An initial examination of the approximately 15,000 exhibits in the former mission museum “Forum of Peoples” has revealed indications that closer inspection of several objects is necessary to clarify their provenance.
It is clear that the acquisition history would be problematic if some of the exhibits, displayed in Werl for years, were once seized by force and taken out of the country.
Potentially problematic areas of focus for the Werl Ethnological Museum include:
- 13 “Benin Bronzes,” for which it must first be determined whether they are original and therefore valuable, or whether they are copies. If they are genuine, which would require material analysis and an art historical assessment, they would originate from a British military operation against Benin in 1897 and should be returned to the African country.

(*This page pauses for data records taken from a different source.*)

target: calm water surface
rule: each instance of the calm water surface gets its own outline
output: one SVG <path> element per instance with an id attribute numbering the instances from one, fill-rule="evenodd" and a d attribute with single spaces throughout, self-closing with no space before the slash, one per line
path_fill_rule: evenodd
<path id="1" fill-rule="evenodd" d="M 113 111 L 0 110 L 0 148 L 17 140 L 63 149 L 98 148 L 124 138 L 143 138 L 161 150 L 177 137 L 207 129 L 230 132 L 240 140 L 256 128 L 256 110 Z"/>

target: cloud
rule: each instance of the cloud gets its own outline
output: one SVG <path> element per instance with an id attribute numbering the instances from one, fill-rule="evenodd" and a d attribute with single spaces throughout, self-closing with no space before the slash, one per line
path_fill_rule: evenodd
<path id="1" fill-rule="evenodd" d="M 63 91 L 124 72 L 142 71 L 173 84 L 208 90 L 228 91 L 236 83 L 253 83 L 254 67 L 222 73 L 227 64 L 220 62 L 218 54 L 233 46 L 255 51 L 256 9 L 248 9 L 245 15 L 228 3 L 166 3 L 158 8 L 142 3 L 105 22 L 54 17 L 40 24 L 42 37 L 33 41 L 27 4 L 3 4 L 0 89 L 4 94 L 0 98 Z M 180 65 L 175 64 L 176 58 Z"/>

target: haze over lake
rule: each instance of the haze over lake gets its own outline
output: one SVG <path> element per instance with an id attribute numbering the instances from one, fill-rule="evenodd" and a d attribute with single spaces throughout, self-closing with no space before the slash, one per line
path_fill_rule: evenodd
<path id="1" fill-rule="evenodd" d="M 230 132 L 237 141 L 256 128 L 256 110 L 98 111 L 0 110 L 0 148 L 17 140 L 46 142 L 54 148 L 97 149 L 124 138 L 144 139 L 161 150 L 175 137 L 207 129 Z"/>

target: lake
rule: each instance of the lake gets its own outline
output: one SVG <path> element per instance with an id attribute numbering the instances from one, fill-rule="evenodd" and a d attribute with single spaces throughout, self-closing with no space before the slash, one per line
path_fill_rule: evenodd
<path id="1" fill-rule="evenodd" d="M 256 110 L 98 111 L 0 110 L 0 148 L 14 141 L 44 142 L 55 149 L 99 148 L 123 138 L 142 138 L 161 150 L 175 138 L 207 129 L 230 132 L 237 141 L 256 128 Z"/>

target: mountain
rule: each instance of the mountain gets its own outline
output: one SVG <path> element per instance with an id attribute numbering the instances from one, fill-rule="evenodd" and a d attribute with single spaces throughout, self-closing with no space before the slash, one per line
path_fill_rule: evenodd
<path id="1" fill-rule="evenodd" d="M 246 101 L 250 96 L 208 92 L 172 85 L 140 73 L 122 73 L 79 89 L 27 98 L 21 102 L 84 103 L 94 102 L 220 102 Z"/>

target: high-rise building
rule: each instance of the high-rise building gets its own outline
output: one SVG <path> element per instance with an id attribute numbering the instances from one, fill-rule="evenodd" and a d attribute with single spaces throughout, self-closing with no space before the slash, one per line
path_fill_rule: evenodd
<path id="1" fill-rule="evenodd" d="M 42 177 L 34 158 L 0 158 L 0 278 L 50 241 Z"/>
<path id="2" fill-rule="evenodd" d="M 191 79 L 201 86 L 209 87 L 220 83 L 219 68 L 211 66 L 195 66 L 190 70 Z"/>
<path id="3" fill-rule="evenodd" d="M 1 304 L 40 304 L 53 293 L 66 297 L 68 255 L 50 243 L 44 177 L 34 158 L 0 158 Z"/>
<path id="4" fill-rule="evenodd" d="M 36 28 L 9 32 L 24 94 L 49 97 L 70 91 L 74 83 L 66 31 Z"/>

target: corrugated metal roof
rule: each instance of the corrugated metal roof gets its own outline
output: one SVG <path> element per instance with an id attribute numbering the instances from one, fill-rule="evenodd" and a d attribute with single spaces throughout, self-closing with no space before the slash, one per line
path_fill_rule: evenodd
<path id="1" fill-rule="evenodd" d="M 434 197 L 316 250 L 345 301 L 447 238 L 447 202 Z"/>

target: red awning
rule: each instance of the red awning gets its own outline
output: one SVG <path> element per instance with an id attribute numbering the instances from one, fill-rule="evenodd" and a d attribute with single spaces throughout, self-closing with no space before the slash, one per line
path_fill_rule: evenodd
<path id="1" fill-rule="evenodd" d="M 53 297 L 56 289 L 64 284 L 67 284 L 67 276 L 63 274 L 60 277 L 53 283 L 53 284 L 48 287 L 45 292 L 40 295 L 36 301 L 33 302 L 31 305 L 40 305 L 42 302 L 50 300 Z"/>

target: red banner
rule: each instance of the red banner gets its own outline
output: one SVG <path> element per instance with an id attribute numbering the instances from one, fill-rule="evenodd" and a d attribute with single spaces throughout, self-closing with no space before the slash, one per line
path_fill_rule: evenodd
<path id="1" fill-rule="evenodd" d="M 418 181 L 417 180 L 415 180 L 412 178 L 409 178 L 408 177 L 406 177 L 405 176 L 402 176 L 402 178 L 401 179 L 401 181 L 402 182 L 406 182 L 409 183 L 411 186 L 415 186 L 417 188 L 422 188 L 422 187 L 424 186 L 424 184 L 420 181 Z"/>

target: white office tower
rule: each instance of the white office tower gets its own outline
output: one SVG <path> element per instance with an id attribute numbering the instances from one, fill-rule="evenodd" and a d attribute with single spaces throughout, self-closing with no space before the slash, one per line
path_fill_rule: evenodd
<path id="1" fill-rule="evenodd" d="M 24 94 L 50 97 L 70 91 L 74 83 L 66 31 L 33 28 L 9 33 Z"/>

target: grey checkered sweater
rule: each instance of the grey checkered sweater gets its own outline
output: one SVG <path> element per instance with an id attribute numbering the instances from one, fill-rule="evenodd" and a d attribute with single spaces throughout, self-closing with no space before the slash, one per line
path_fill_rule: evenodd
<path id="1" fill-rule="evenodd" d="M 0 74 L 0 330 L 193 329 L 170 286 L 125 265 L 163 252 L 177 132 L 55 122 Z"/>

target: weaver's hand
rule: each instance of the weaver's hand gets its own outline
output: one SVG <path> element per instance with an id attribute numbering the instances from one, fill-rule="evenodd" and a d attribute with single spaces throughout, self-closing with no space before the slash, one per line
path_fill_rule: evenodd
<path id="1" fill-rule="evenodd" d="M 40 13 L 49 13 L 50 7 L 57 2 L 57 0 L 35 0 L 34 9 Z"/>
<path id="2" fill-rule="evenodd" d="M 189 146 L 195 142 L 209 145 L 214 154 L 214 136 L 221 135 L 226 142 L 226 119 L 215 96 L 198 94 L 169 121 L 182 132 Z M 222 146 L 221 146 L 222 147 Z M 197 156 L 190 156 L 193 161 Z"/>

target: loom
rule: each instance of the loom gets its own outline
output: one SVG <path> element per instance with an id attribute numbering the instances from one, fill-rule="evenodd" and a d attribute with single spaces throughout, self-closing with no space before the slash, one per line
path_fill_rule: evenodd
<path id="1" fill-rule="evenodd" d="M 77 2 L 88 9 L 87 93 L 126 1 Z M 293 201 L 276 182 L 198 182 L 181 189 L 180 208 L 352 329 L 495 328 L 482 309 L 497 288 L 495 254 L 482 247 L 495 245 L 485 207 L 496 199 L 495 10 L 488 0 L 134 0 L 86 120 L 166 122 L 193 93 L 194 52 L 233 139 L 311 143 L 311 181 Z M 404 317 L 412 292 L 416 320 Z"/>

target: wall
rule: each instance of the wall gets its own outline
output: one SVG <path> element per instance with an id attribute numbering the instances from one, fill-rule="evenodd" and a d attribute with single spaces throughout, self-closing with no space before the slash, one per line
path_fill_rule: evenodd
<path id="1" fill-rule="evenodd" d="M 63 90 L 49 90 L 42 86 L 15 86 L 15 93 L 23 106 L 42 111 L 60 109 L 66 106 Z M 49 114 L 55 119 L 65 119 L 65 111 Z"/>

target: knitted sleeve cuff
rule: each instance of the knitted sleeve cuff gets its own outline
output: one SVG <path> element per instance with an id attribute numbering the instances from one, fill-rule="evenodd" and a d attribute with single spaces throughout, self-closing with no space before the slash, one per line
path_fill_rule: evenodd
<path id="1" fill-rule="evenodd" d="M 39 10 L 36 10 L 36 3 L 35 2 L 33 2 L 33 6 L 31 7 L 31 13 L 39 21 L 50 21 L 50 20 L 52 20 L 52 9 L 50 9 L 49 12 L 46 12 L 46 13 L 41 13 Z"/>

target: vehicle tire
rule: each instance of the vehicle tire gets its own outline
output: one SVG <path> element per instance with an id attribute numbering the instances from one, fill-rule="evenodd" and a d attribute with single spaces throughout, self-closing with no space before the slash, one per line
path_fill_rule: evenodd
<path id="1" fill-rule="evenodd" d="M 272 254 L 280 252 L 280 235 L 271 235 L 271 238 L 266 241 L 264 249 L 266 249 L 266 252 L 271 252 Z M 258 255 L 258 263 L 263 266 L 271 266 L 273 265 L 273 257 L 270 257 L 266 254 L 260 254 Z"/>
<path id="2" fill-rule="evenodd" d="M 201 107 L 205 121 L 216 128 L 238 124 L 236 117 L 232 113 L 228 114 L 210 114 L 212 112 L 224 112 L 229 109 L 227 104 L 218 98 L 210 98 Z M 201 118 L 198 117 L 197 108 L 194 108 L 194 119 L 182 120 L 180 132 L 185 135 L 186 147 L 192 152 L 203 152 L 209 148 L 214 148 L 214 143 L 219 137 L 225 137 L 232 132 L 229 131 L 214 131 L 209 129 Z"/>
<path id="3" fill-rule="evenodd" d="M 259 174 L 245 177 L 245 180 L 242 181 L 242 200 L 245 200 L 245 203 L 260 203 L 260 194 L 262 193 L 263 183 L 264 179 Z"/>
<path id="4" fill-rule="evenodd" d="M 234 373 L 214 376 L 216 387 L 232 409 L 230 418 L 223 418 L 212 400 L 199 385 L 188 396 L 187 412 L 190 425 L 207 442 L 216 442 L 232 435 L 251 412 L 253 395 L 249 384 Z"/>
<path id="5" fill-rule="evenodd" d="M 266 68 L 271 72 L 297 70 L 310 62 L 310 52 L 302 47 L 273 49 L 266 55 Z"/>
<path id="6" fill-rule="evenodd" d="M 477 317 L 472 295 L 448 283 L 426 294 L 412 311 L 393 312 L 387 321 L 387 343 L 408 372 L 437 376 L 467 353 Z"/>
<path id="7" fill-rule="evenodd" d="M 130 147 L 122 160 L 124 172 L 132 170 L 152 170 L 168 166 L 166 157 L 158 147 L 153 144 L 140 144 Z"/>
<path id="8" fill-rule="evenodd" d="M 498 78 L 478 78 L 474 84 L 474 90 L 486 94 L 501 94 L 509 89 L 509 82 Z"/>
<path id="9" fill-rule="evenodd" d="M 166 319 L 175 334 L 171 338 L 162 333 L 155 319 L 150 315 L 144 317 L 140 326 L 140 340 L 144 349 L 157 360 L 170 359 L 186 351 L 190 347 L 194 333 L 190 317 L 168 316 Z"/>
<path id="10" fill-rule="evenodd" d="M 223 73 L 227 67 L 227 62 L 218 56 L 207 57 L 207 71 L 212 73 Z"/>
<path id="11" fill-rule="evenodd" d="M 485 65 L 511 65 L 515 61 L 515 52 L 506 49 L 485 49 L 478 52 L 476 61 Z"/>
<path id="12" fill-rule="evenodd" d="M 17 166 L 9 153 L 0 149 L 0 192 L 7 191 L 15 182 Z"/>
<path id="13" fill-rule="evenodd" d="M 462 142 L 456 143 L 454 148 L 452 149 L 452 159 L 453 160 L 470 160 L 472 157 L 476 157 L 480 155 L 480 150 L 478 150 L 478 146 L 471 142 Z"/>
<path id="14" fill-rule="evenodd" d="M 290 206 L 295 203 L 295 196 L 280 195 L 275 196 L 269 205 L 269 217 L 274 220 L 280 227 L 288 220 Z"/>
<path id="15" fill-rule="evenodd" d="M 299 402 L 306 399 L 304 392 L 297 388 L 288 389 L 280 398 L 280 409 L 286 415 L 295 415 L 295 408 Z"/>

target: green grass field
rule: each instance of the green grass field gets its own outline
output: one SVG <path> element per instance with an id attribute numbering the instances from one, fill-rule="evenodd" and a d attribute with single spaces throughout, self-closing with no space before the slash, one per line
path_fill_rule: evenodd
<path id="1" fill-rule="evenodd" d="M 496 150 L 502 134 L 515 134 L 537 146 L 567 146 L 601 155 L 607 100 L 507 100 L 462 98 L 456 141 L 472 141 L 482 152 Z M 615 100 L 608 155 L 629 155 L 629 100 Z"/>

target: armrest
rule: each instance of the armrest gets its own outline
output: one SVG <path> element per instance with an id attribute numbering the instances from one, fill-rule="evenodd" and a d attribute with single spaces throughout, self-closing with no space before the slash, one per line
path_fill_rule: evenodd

- Human remains, primarily from Papua New Guinea, but also from Tibet. The fact that such items are found in missionary museums is “surprisingly common among church-affiliated institutions”; the original aim was apparently to demonstrate in exhibitions how people in mission territories dealt with the topic of “death”—and also to justify missionary work in foreign countries. One example from Werl: a skull from an ancestral home. The question to be clarified is whether it was voluntarily given to the missionaries or forcibly acquired.
- Collection items from China dating back to the time of the “Boxer War”, which may have found their way to Werl illegally via various channels.